Da die kritischen Freunde wissen, dass sie etwas wissen, rücken sie auch nicht immer gleich mit den besten Tipps und Vorschlägen heraus – oder gar nicht. Das Thema Datenschutz wird bei intelligenten Menschen immer groß geschrieben. Wozu sollte man einem Unternehmen wichtige persönliche Daten und Informationen kostenlos liefern, das einen dafür womöglich auch noch anherrscht oder gar nicht reagiert? Solche Art Informations- und Datenweitergabe ist von gestern. Wer echte Informationen haben will, kommt nicht umhin zu kommunizieren. Auch, wer nur ein paar Infos benötigt und nicht gleich ein Institut beauftragen will, das nach wissenschaftlicher Methode vorgeht, muss sich selbst etwas einfallen lassen, wie z.B. die richtigen Fragen zu stellen, um die Sachkundigen überhaupt für eine Teilnahme zu gewinnen und nicht schon wieder nur die lautesten Schreier auf dem Marktplatz, denen es herzlich egal ist, wie dusselig die Fragen formuliert wurden.

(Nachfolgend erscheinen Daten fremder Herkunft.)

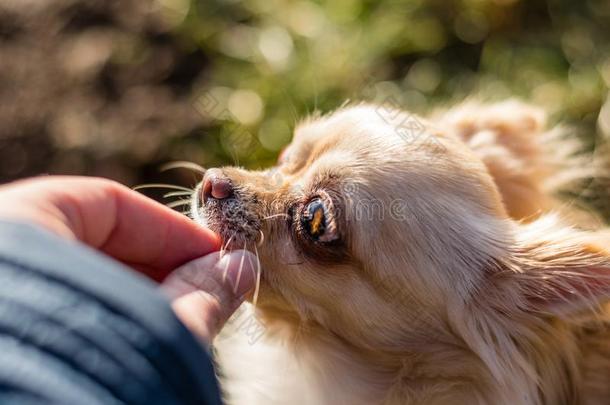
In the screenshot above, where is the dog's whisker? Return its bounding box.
[254,229,265,248]
[159,160,206,175]
[163,191,193,198]
[233,242,246,291]
[165,199,191,208]
[220,232,237,256]
[132,183,193,193]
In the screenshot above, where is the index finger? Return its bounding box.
[0,176,220,280]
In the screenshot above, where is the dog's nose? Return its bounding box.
[201,169,233,203]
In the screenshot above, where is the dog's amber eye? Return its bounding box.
[301,198,326,239]
[301,198,337,242]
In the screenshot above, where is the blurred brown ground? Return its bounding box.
[0,0,610,218]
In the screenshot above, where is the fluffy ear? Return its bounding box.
[500,215,610,317]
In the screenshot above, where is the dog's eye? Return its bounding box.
[301,198,337,242]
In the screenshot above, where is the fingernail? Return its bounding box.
[216,250,258,297]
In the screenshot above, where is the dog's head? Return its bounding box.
[192,105,607,386]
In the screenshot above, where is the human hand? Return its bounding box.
[0,176,256,342]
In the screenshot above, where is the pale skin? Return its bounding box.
[0,176,256,343]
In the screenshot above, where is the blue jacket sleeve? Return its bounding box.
[0,221,220,405]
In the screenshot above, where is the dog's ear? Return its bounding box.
[496,216,610,317]
[440,100,569,219]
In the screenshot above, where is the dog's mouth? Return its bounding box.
[190,182,261,250]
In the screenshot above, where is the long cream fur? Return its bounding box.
[194,101,610,405]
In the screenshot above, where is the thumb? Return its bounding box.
[161,250,258,343]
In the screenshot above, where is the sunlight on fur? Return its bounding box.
[188,101,610,405]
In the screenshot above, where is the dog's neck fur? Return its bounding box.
[218,290,582,405]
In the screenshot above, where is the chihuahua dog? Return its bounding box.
[191,101,610,405]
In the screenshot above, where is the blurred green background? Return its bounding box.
[0,0,610,211]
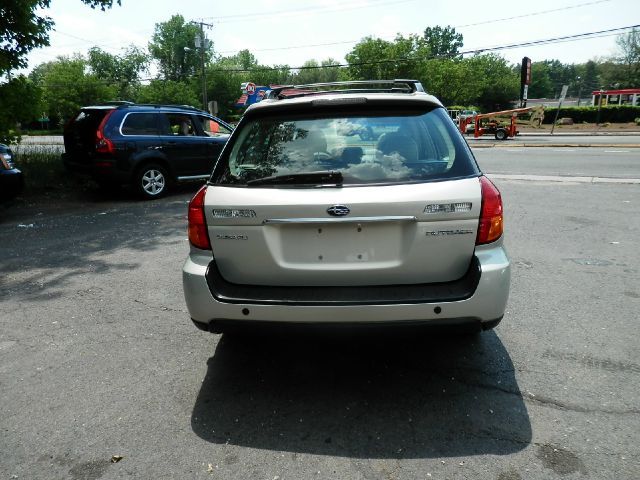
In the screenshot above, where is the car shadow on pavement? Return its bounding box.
[191,331,531,459]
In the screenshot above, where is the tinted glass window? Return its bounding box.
[68,108,110,139]
[162,113,197,137]
[214,109,477,184]
[198,117,231,137]
[122,113,158,135]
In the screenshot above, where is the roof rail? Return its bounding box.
[267,79,424,99]
[110,101,204,112]
[98,100,135,107]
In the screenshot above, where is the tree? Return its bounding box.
[30,54,116,124]
[294,58,340,84]
[528,61,555,98]
[424,25,464,58]
[0,75,42,143]
[88,45,149,100]
[0,0,121,74]
[465,54,520,112]
[135,80,200,106]
[345,35,429,80]
[149,15,208,81]
[614,28,640,88]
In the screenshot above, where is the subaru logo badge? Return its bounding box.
[327,205,351,217]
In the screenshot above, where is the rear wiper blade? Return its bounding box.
[247,170,342,187]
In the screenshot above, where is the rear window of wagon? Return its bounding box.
[212,108,479,187]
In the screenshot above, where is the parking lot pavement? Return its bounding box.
[0,179,640,480]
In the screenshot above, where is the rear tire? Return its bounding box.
[133,163,169,200]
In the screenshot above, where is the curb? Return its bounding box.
[487,173,640,185]
[469,143,640,148]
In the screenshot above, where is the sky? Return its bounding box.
[27,0,640,75]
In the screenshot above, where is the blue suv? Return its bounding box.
[62,103,233,199]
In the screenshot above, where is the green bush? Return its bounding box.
[14,149,89,198]
[542,105,640,124]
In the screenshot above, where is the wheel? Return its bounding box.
[134,163,168,199]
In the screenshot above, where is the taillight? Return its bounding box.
[96,110,115,153]
[189,185,211,250]
[476,176,503,245]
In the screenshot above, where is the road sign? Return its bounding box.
[560,85,569,105]
[551,85,569,134]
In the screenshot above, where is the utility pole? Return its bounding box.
[191,21,213,111]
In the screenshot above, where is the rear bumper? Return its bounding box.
[62,153,131,184]
[183,241,510,331]
[0,168,24,200]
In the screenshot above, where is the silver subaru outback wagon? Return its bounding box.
[183,80,510,332]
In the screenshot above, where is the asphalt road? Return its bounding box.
[465,132,640,148]
[473,147,640,179]
[0,150,640,480]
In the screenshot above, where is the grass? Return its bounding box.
[14,146,90,197]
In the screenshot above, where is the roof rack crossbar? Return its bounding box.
[267,79,424,99]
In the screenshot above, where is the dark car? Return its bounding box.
[0,143,24,200]
[62,103,233,198]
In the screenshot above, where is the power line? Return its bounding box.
[28,25,640,87]
[204,0,417,23]
[218,0,611,54]
[214,25,640,73]
[453,0,611,28]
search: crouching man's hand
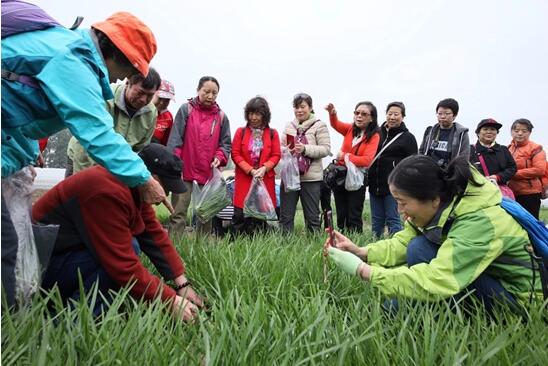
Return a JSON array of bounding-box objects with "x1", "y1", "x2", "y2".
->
[{"x1": 171, "y1": 295, "x2": 198, "y2": 322}]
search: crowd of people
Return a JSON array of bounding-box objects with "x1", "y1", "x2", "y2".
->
[{"x1": 2, "y1": 1, "x2": 548, "y2": 319}]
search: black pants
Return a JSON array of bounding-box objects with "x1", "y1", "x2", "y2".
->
[
  {"x1": 333, "y1": 186, "x2": 365, "y2": 233},
  {"x1": 280, "y1": 181, "x2": 322, "y2": 233},
  {"x1": 516, "y1": 193, "x2": 541, "y2": 219},
  {"x1": 2, "y1": 194, "x2": 18, "y2": 306},
  {"x1": 320, "y1": 182, "x2": 331, "y2": 211},
  {"x1": 232, "y1": 207, "x2": 268, "y2": 235}
]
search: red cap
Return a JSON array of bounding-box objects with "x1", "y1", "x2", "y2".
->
[{"x1": 92, "y1": 12, "x2": 156, "y2": 76}]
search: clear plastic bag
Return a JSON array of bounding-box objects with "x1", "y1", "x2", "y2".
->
[
  {"x1": 2, "y1": 167, "x2": 41, "y2": 303},
  {"x1": 244, "y1": 179, "x2": 278, "y2": 221},
  {"x1": 191, "y1": 168, "x2": 232, "y2": 224},
  {"x1": 280, "y1": 149, "x2": 301, "y2": 192},
  {"x1": 344, "y1": 156, "x2": 365, "y2": 192}
]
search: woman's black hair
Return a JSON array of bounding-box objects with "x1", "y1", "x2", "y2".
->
[
  {"x1": 510, "y1": 118, "x2": 533, "y2": 132},
  {"x1": 386, "y1": 102, "x2": 405, "y2": 117},
  {"x1": 91, "y1": 28, "x2": 135, "y2": 74},
  {"x1": 244, "y1": 96, "x2": 270, "y2": 127},
  {"x1": 388, "y1": 155, "x2": 483, "y2": 203},
  {"x1": 293, "y1": 93, "x2": 314, "y2": 113},
  {"x1": 352, "y1": 101, "x2": 379, "y2": 142},
  {"x1": 197, "y1": 76, "x2": 221, "y2": 90}
]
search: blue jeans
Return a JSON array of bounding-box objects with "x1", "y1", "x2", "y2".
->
[
  {"x1": 369, "y1": 192, "x2": 403, "y2": 238},
  {"x1": 384, "y1": 235, "x2": 520, "y2": 314},
  {"x1": 42, "y1": 238, "x2": 140, "y2": 317}
]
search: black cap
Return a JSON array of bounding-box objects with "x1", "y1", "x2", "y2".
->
[
  {"x1": 139, "y1": 143, "x2": 186, "y2": 193},
  {"x1": 476, "y1": 118, "x2": 502, "y2": 133}
]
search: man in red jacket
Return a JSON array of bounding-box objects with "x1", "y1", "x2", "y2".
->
[
  {"x1": 152, "y1": 80, "x2": 175, "y2": 146},
  {"x1": 32, "y1": 144, "x2": 203, "y2": 320}
]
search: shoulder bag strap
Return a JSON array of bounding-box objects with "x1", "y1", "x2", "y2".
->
[
  {"x1": 478, "y1": 153, "x2": 491, "y2": 177},
  {"x1": 369, "y1": 132, "x2": 403, "y2": 167}
]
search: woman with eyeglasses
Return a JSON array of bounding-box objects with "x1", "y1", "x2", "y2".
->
[
  {"x1": 508, "y1": 118, "x2": 546, "y2": 219},
  {"x1": 167, "y1": 76, "x2": 232, "y2": 235},
  {"x1": 280, "y1": 93, "x2": 331, "y2": 233},
  {"x1": 325, "y1": 102, "x2": 380, "y2": 233},
  {"x1": 419, "y1": 98, "x2": 470, "y2": 167},
  {"x1": 470, "y1": 118, "x2": 516, "y2": 192},
  {"x1": 369, "y1": 102, "x2": 418, "y2": 238}
]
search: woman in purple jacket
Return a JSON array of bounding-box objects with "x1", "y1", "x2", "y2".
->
[{"x1": 167, "y1": 76, "x2": 231, "y2": 234}]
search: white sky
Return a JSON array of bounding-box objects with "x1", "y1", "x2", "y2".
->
[{"x1": 34, "y1": 0, "x2": 548, "y2": 153}]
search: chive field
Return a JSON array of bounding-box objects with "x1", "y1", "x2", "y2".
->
[{"x1": 1, "y1": 206, "x2": 548, "y2": 365}]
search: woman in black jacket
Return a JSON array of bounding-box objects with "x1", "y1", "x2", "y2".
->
[
  {"x1": 470, "y1": 118, "x2": 517, "y2": 184},
  {"x1": 369, "y1": 102, "x2": 418, "y2": 237}
]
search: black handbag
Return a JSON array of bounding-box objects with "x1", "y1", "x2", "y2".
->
[{"x1": 323, "y1": 160, "x2": 346, "y2": 189}]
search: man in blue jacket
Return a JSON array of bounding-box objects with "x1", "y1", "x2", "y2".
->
[{"x1": 1, "y1": 10, "x2": 169, "y2": 305}]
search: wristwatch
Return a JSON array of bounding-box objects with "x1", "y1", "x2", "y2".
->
[{"x1": 173, "y1": 281, "x2": 190, "y2": 291}]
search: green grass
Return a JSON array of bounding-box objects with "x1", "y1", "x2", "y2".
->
[{"x1": 2, "y1": 204, "x2": 548, "y2": 365}]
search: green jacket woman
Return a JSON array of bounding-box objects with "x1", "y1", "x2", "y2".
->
[{"x1": 326, "y1": 155, "x2": 533, "y2": 310}]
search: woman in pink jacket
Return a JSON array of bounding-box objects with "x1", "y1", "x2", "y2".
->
[
  {"x1": 167, "y1": 76, "x2": 231, "y2": 233},
  {"x1": 232, "y1": 97, "x2": 281, "y2": 234}
]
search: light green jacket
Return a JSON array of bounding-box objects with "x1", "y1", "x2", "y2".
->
[
  {"x1": 367, "y1": 169, "x2": 539, "y2": 300},
  {"x1": 67, "y1": 83, "x2": 158, "y2": 173}
]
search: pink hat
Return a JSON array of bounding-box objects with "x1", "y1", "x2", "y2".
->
[{"x1": 156, "y1": 80, "x2": 175, "y2": 101}]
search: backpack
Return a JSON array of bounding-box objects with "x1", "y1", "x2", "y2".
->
[
  {"x1": 500, "y1": 197, "x2": 548, "y2": 299},
  {"x1": 2, "y1": 0, "x2": 84, "y2": 89}
]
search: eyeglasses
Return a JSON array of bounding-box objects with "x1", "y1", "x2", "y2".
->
[{"x1": 354, "y1": 111, "x2": 371, "y2": 117}]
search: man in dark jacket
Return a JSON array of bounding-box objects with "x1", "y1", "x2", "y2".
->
[
  {"x1": 32, "y1": 144, "x2": 203, "y2": 320},
  {"x1": 419, "y1": 98, "x2": 470, "y2": 167}
]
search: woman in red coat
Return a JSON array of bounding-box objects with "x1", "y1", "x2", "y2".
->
[{"x1": 232, "y1": 97, "x2": 281, "y2": 233}]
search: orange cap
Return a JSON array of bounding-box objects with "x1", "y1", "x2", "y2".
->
[{"x1": 92, "y1": 11, "x2": 156, "y2": 76}]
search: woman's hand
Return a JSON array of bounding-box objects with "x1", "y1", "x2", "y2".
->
[
  {"x1": 293, "y1": 142, "x2": 305, "y2": 154},
  {"x1": 325, "y1": 103, "x2": 337, "y2": 115},
  {"x1": 324, "y1": 229, "x2": 367, "y2": 261},
  {"x1": 251, "y1": 166, "x2": 266, "y2": 179},
  {"x1": 211, "y1": 158, "x2": 221, "y2": 168}
]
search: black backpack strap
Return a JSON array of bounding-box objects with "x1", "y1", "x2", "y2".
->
[
  {"x1": 2, "y1": 69, "x2": 40, "y2": 89},
  {"x1": 69, "y1": 16, "x2": 84, "y2": 30}
]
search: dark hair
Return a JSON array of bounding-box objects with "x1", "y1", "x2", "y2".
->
[
  {"x1": 352, "y1": 101, "x2": 379, "y2": 142},
  {"x1": 510, "y1": 118, "x2": 533, "y2": 132},
  {"x1": 197, "y1": 76, "x2": 221, "y2": 90},
  {"x1": 436, "y1": 98, "x2": 459, "y2": 116},
  {"x1": 388, "y1": 155, "x2": 482, "y2": 203},
  {"x1": 293, "y1": 93, "x2": 314, "y2": 113},
  {"x1": 91, "y1": 28, "x2": 139, "y2": 74},
  {"x1": 244, "y1": 96, "x2": 270, "y2": 126},
  {"x1": 386, "y1": 102, "x2": 405, "y2": 117},
  {"x1": 129, "y1": 67, "x2": 162, "y2": 90}
]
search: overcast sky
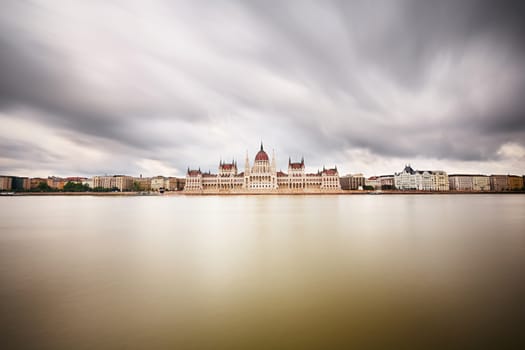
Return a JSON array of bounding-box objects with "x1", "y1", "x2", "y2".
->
[{"x1": 0, "y1": 0, "x2": 525, "y2": 176}]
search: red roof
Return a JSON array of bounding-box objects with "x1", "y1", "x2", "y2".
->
[
  {"x1": 255, "y1": 149, "x2": 269, "y2": 161},
  {"x1": 221, "y1": 164, "x2": 233, "y2": 170},
  {"x1": 323, "y1": 169, "x2": 337, "y2": 175},
  {"x1": 289, "y1": 163, "x2": 304, "y2": 169}
]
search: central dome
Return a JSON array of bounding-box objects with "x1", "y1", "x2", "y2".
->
[{"x1": 255, "y1": 142, "x2": 269, "y2": 161}]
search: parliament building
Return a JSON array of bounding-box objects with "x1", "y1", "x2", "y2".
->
[{"x1": 184, "y1": 142, "x2": 341, "y2": 193}]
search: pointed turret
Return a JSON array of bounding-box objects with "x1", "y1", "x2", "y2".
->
[
  {"x1": 244, "y1": 150, "x2": 250, "y2": 176},
  {"x1": 272, "y1": 149, "x2": 277, "y2": 172}
]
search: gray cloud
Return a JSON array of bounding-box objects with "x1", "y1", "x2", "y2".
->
[{"x1": 0, "y1": 0, "x2": 525, "y2": 175}]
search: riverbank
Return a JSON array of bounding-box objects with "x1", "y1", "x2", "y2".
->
[{"x1": 0, "y1": 190, "x2": 525, "y2": 197}]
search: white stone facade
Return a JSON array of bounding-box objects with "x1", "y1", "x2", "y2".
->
[
  {"x1": 184, "y1": 143, "x2": 341, "y2": 193},
  {"x1": 394, "y1": 165, "x2": 450, "y2": 191}
]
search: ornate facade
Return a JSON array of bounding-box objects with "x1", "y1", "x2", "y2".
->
[{"x1": 184, "y1": 143, "x2": 341, "y2": 193}]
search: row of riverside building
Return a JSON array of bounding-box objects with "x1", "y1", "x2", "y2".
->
[
  {"x1": 0, "y1": 149, "x2": 525, "y2": 193},
  {"x1": 340, "y1": 165, "x2": 525, "y2": 192},
  {"x1": 0, "y1": 175, "x2": 186, "y2": 192}
]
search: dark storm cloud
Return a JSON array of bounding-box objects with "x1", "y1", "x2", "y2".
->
[{"x1": 0, "y1": 0, "x2": 525, "y2": 175}]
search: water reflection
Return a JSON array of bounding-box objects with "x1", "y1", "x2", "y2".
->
[{"x1": 0, "y1": 195, "x2": 525, "y2": 349}]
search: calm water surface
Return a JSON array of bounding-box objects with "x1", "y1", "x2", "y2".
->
[{"x1": 0, "y1": 195, "x2": 525, "y2": 349}]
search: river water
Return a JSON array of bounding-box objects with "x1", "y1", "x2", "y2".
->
[{"x1": 0, "y1": 194, "x2": 525, "y2": 349}]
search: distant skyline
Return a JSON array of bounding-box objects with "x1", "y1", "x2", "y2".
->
[{"x1": 0, "y1": 0, "x2": 525, "y2": 176}]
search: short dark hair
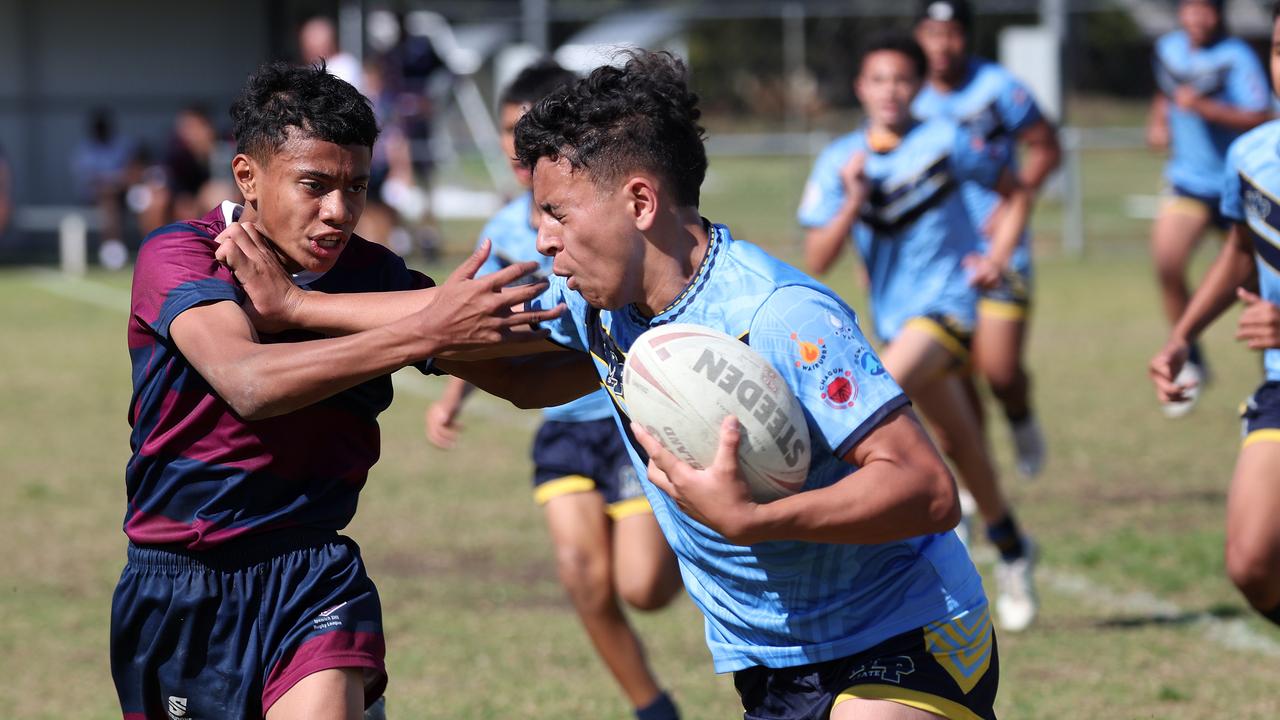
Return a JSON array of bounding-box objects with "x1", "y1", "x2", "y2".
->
[
  {"x1": 498, "y1": 58, "x2": 577, "y2": 106},
  {"x1": 232, "y1": 61, "x2": 378, "y2": 160},
  {"x1": 516, "y1": 50, "x2": 707, "y2": 206},
  {"x1": 915, "y1": 0, "x2": 973, "y2": 29},
  {"x1": 858, "y1": 32, "x2": 929, "y2": 78}
]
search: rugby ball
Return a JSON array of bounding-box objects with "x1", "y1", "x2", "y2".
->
[{"x1": 622, "y1": 323, "x2": 809, "y2": 502}]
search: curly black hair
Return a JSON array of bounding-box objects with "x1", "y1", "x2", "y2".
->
[
  {"x1": 232, "y1": 61, "x2": 378, "y2": 160},
  {"x1": 858, "y1": 31, "x2": 929, "y2": 78},
  {"x1": 516, "y1": 50, "x2": 707, "y2": 208},
  {"x1": 498, "y1": 58, "x2": 577, "y2": 105}
]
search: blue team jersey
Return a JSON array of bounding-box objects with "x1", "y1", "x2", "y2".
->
[
  {"x1": 476, "y1": 192, "x2": 613, "y2": 423},
  {"x1": 1221, "y1": 120, "x2": 1280, "y2": 380},
  {"x1": 1155, "y1": 31, "x2": 1271, "y2": 197},
  {"x1": 797, "y1": 119, "x2": 1006, "y2": 341},
  {"x1": 524, "y1": 225, "x2": 986, "y2": 673},
  {"x1": 911, "y1": 58, "x2": 1044, "y2": 275}
]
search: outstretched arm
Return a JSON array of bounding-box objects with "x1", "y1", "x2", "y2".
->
[{"x1": 631, "y1": 407, "x2": 960, "y2": 544}]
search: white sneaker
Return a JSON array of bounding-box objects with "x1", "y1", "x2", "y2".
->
[
  {"x1": 1160, "y1": 361, "x2": 1204, "y2": 419},
  {"x1": 1010, "y1": 415, "x2": 1044, "y2": 479},
  {"x1": 956, "y1": 488, "x2": 978, "y2": 552},
  {"x1": 996, "y1": 536, "x2": 1039, "y2": 633}
]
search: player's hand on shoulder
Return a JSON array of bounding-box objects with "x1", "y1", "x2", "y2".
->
[
  {"x1": 425, "y1": 401, "x2": 462, "y2": 450},
  {"x1": 631, "y1": 416, "x2": 759, "y2": 544},
  {"x1": 1147, "y1": 340, "x2": 1196, "y2": 402},
  {"x1": 419, "y1": 240, "x2": 566, "y2": 357},
  {"x1": 214, "y1": 223, "x2": 306, "y2": 333},
  {"x1": 1235, "y1": 287, "x2": 1280, "y2": 350}
]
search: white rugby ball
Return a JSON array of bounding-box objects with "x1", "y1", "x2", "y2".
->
[{"x1": 622, "y1": 323, "x2": 809, "y2": 502}]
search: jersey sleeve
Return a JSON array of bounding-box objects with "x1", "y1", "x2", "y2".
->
[
  {"x1": 526, "y1": 275, "x2": 590, "y2": 352},
  {"x1": 996, "y1": 74, "x2": 1044, "y2": 136},
  {"x1": 1226, "y1": 42, "x2": 1271, "y2": 111},
  {"x1": 1219, "y1": 138, "x2": 1245, "y2": 223},
  {"x1": 131, "y1": 227, "x2": 244, "y2": 341},
  {"x1": 749, "y1": 286, "x2": 909, "y2": 457},
  {"x1": 951, "y1": 127, "x2": 1010, "y2": 188},
  {"x1": 796, "y1": 145, "x2": 850, "y2": 228}
]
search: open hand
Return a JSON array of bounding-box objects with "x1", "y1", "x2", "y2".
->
[
  {"x1": 631, "y1": 415, "x2": 759, "y2": 544},
  {"x1": 419, "y1": 240, "x2": 566, "y2": 357}
]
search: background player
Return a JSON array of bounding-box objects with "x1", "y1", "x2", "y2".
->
[
  {"x1": 799, "y1": 35, "x2": 1037, "y2": 630},
  {"x1": 1147, "y1": 0, "x2": 1271, "y2": 418},
  {"x1": 911, "y1": 0, "x2": 1062, "y2": 477},
  {"x1": 220, "y1": 54, "x2": 998, "y2": 719},
  {"x1": 1149, "y1": 3, "x2": 1280, "y2": 625},
  {"x1": 111, "y1": 64, "x2": 560, "y2": 720},
  {"x1": 426, "y1": 61, "x2": 680, "y2": 720}
]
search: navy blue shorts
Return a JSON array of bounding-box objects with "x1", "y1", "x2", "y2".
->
[
  {"x1": 1164, "y1": 184, "x2": 1231, "y2": 231},
  {"x1": 534, "y1": 418, "x2": 653, "y2": 520},
  {"x1": 733, "y1": 607, "x2": 1000, "y2": 720},
  {"x1": 1240, "y1": 380, "x2": 1280, "y2": 445},
  {"x1": 111, "y1": 530, "x2": 387, "y2": 720}
]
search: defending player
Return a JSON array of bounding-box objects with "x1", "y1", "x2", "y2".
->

Gelungene Kommunikation heißt, dass beide Seiten etwas von ihr haben. Man sollte auf der Suche nach wichtigen Informationen, deshalb gar nicht erst damit anfangen zu geizen. Wer seine Kunden befragen will – und bei Erfolg wichtige Informationen erhält, für die schließlich persönliche Lebenszeit investiert wird, sollte großzügig sein. Warum dies aber inwzischen nicht mehr zum guten Ton gehört, bleibt ein Rätsel - die Gefahr, reines Datensammeln mit Kommunikation zu verwechseln, dürfte dabei eine Rolle spielen. Dass dabei Kommunikation aber nicht nur Maschinen überlassen werden kann, demonstrierte erst kürzlich ein Experiment mit einem Chatbot, der offensichtlich keine sachkundigen Informanten finden konnte.
Man sollte sich fragen: Was würde Befragten Spaß machen für ihre Mühe der Informationserteilung? Wenn der Kontakt erst einmal geknüpft ist, muss ein Ziel die Fortsetzung einer begonnenen Kommunikation sein – und damit wieder eine Chance zum Ideen- und Gedankenaustausch. Wider der Vereinzelung in der digitalen Arbeitswelt, die mit Big Data abgefüllt inzwischen wieder bis zur vervollständigten Betriebsblindheit im Elfenbeinturm ausarten kann, ist die Kommunikation - selbst über digitale Geräte - immer etwas Persönliches. Genau das wird in der Digitalisierung immer wichtiger und nicht weniger, wie so oft und gern falsch vermutet wird. Und es bleibt dabei auch eine Erkenntnis aus den vergangenen Jahrzehnten des Netzwerkens bis auf Weiteres gültig: zuerst geben und dann nehmen – nie umgekehrt.